せっかく室内楽をたくさん経験してたくさん学びを得たつもりだったのに、行動範囲が決められてしまって身動きが取れないから素材も活かせない。
完璧主義な母に何事も“出来る子”として見られなければならない強迫観念が昔からつきまとっていた私にとって、それは二重苦だった。




こうして徐々に不特定多数の人前で弾くことに別の恐怖を感じるようになった私は、今日、運悪くも体調不良で記憶が定かでないという、ある意味好都合な本番を終えてしまった。
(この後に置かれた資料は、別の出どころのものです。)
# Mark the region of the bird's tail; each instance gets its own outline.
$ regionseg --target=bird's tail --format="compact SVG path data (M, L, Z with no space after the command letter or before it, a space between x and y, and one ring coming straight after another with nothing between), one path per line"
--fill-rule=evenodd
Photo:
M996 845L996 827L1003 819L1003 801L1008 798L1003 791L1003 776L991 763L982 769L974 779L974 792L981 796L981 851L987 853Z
結局私は、自身が愛でてきた音楽を解放する手法で、自分や身近な人を充たせることを“音楽の魅力”として捉えている。このことに間違いはない。


しかし、この結論はいつから根付いていたのだろう。
「ピアノの先生になりたい」と短冊に書いた時も、「サントリーホールで凱旋リサイタルをした」と25歳の自分になりきって認めた小学生の頃も、たぶん、今とは別の根源を持っていたと思う。


「親に期待されていたから」
「前の学校を早く抜け出したかったから」
「弾くのが好きだから」
「音楽をやっている自分が好きだから」。
どれも正解。

でもね、いちばんは
「音楽という場を失いたくなかったから」
なんだと思う。

ご覧のとおり過去にとらわれてばかりで、「こうなりたいから」ではなかったんだ。
「みんなにすごいって言われたい」とかじゃなくて、「アーティストとしてこういうことがしたい」ってものが来なきゃおかしかったんだ。
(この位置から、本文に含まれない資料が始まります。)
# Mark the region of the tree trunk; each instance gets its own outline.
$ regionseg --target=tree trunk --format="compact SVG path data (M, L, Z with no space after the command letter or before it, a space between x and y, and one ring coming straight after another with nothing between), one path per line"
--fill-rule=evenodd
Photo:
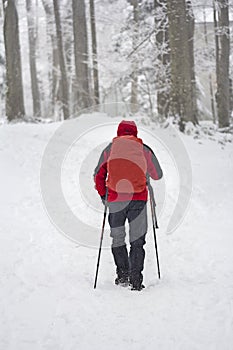
M209 41L208 41L208 32L207 32L207 24L206 24L206 12L205 7L203 7L203 18L204 18L204 36L205 36L205 44L206 48L209 52ZM210 59L210 54L208 54ZM216 123L216 114L215 114L215 105L214 105L214 90L213 90L213 79L212 73L209 72L209 88L210 88L210 102L211 102L211 111L213 116L213 122Z
M88 76L88 38L86 10L84 0L73 0L74 56L76 71L77 108L81 110L90 106Z
M94 0L90 0L90 17L91 17L92 60L93 60L93 78L94 78L94 100L95 100L95 104L98 105L100 102L100 95L99 95L99 72L98 72Z
M180 118L182 128L183 122L197 123L189 22L185 0L168 1L167 6L171 50L171 109Z
M217 9L216 9L216 0L213 0L213 9L214 9L214 31L215 31L215 56L216 56L216 80L217 86L219 82L219 37L218 37L218 18L217 18ZM216 102L217 102L217 93L216 93ZM217 102L218 103L218 102Z
M192 9L192 3L187 0L186 20L188 26L188 46L189 46L189 66L191 76L191 101L192 101L192 118L194 124L198 124L197 119L197 88L195 77L195 62L194 62L194 33L195 33L195 19Z
M42 4L46 13L46 31L47 44L50 46L48 50L48 61L51 66L49 68L49 96L51 100L51 114L54 115L54 107L57 101L61 101L61 78L59 74L58 49L56 42L56 33L54 25L54 11L51 4L46 0L42 0Z
M219 8L219 68L217 79L217 109L220 128L229 126L230 117L230 31L229 31L229 3L221 0Z
M169 36L166 11L166 0L154 0L155 8L155 31L156 47L159 51L158 59L161 69L157 72L158 92L157 92L157 110L159 117L167 118L169 112L169 86L167 84L169 73L168 66L170 55L168 53ZM167 11L166 11L167 12ZM162 17L161 17L162 16Z
M133 50L138 45L139 36L139 6L138 0L131 1L133 5ZM137 53L133 55L132 62L132 75L131 75L131 100L130 100L131 112L136 113L138 111L138 58Z
M65 59L68 72L68 84L71 86L72 75L72 58L73 58L73 13L72 13L72 0L67 0L65 3L66 9L63 14L63 37L64 37L64 49Z
M33 114L38 116L41 114L40 107L40 92L37 79L37 68L36 68L36 33L35 23L32 13L31 0L26 0L27 7L27 21L28 21L28 39L29 39L29 61L30 61L30 73L31 73L31 89L32 89L32 100L33 100Z
M61 20L60 13L58 8L58 0L53 0L54 6L54 15L56 23L56 33L57 33L57 46L58 46L58 55L59 55L59 65L61 71L61 93L62 93L62 109L64 119L69 118L69 93L68 93L68 82L66 74L66 65L63 49L63 38L62 38L62 29L61 29Z
M4 1L4 41L6 54L6 116L11 121L25 115L18 13L14 0Z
今でも以前と変わらず、勉強も研究も永遠にしていたいくらい貪欲だ。けれど、人前にひとりで立ちたくない自分がいる。こわい。助けて。自由になりたい。
私は“自分”として演奏したい。私と私の好きな人たちの心が、私の音楽によって充たされるだけでいい。


そう、そういうこと。
これは“間違えてしまった”のか。
それとも、“こうであるべき”なのか。
どうして今まで気づかなかったのか。
どうして今まで考えてこなかったのか。


きちんと答えを出すには、もう少し時間が要るみたいだ。




最後に、こんなに五里霧中でもこれだけは絶対に変わらないと言えること。

私にとってピアノや音楽は私を構成する大部分であり、物心ついた頃から私の人生の軸であり、私が最も夢中になれる存在であり、私が最も愛する者であるから、彼らが消えてしまったら私は間違いなく死んでしまう。

だから、どうか、一生そばにいさせて。